When I went through my last heartbreak, almost two full years ago now, I vowed to myself that I’d try to be a more positive person. I didn’t want to feel sad anymore. I didn’t want to hurt myself anymore by flaming insecurities and little self respect. I wanted to look in the mirror and love my body, my face, everything, despite the flaws.
I’ve been somewhat successful at these goals. But for the most part, how I feel is in flux.
I can tell by scrolling through my instagram when I was in a particularly healthy and positive self-love stage. My yoga pictures are beautiful. My face is confident in them, as if I know that my body is a beautiful extension of my soul. There’s a gleam in my eyes in certain pictures, and it’s because I really felt not only beautiful, but whole. I felt completely at peace with who I am, flaws and all, body and mind.
Those moments are rare. But the fact that they exist, I’ve realized, is a beautiful thing.

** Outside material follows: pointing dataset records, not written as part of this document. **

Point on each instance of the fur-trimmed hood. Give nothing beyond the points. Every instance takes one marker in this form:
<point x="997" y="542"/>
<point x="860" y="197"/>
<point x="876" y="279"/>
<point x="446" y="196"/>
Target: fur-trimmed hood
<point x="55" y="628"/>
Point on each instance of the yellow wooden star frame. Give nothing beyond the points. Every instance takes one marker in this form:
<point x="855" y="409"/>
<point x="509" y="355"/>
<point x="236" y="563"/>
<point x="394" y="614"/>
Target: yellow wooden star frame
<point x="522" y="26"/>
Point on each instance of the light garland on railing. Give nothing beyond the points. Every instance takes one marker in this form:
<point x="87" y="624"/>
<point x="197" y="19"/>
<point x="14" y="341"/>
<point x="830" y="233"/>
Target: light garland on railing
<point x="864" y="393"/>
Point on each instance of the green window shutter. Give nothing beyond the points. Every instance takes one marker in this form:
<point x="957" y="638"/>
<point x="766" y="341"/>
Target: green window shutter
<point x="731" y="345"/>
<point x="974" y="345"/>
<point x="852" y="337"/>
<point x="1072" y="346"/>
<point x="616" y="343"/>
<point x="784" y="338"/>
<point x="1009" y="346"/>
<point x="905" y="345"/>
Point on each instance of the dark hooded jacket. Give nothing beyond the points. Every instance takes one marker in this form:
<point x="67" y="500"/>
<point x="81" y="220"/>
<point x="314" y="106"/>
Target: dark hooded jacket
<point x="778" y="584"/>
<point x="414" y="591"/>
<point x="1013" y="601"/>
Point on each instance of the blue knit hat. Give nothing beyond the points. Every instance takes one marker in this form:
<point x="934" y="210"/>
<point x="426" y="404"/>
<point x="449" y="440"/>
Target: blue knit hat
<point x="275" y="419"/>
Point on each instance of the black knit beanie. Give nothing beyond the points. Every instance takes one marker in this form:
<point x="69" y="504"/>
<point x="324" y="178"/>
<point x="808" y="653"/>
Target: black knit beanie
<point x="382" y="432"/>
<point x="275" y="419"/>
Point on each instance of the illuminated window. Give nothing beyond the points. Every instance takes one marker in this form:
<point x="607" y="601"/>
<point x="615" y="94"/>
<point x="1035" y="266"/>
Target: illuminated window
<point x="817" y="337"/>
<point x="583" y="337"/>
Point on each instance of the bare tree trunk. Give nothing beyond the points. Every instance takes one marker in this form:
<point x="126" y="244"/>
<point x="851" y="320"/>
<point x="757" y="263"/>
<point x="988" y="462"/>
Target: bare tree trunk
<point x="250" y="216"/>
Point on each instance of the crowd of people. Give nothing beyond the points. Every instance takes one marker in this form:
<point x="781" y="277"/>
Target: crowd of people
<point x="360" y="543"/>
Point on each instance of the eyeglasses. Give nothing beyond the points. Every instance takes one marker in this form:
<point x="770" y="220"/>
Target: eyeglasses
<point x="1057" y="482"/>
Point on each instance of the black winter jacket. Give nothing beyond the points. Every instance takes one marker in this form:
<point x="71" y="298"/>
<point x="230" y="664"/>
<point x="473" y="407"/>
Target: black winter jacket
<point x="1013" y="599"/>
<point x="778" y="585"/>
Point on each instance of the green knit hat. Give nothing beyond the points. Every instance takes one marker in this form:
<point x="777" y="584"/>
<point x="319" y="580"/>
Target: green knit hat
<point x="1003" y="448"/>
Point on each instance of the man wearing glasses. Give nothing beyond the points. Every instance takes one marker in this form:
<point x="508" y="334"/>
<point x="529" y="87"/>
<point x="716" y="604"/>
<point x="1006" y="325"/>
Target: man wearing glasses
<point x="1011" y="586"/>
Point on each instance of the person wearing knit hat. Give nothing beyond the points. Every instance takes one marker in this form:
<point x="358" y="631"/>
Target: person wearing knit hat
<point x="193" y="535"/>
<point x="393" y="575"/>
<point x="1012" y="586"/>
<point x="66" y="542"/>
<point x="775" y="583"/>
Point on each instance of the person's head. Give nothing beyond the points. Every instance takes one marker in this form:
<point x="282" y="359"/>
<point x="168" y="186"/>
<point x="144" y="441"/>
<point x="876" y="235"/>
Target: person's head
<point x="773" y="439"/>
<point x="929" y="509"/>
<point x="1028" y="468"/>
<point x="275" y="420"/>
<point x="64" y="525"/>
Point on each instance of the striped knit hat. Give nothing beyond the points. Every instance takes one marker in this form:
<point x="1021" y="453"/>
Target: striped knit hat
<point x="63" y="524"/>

I think the issue is that I strive far too much to have these moments daily. I look for them. I, in some ways, expect myself to find them. My anxiety pushes me to do everything possible in one day, and when I feel exhausted at the end of the day rather than fulfilled, there’s a deep sadness that comes over me. Here’s the truth: not every day is great. There are days when things and/or people don’t impress me in a major way. I have lackluster days. And I have days that are so dark I shock myself with the questions I ask internally. ‘What is the meaning of life’ isn’t an uncommon question for me. Sadness sits like a cloak over me on most days.
But I think I need to let go of this overwhelming sense of urgency to shake this sadness off. I feel like a failure when I’m sad and I try to fix the sadness by getting more work done, checking things off of my ‘to-do.’ I still go to sleep in a dark haze. I need to let myself feel. Striving for happiness and positivity is not a bad thing. In fact, I still aim for that. But I am a writer and I possess a soul that sometimes feeds off of the dark moments. I need to feel the sadness in order to feel the happiness.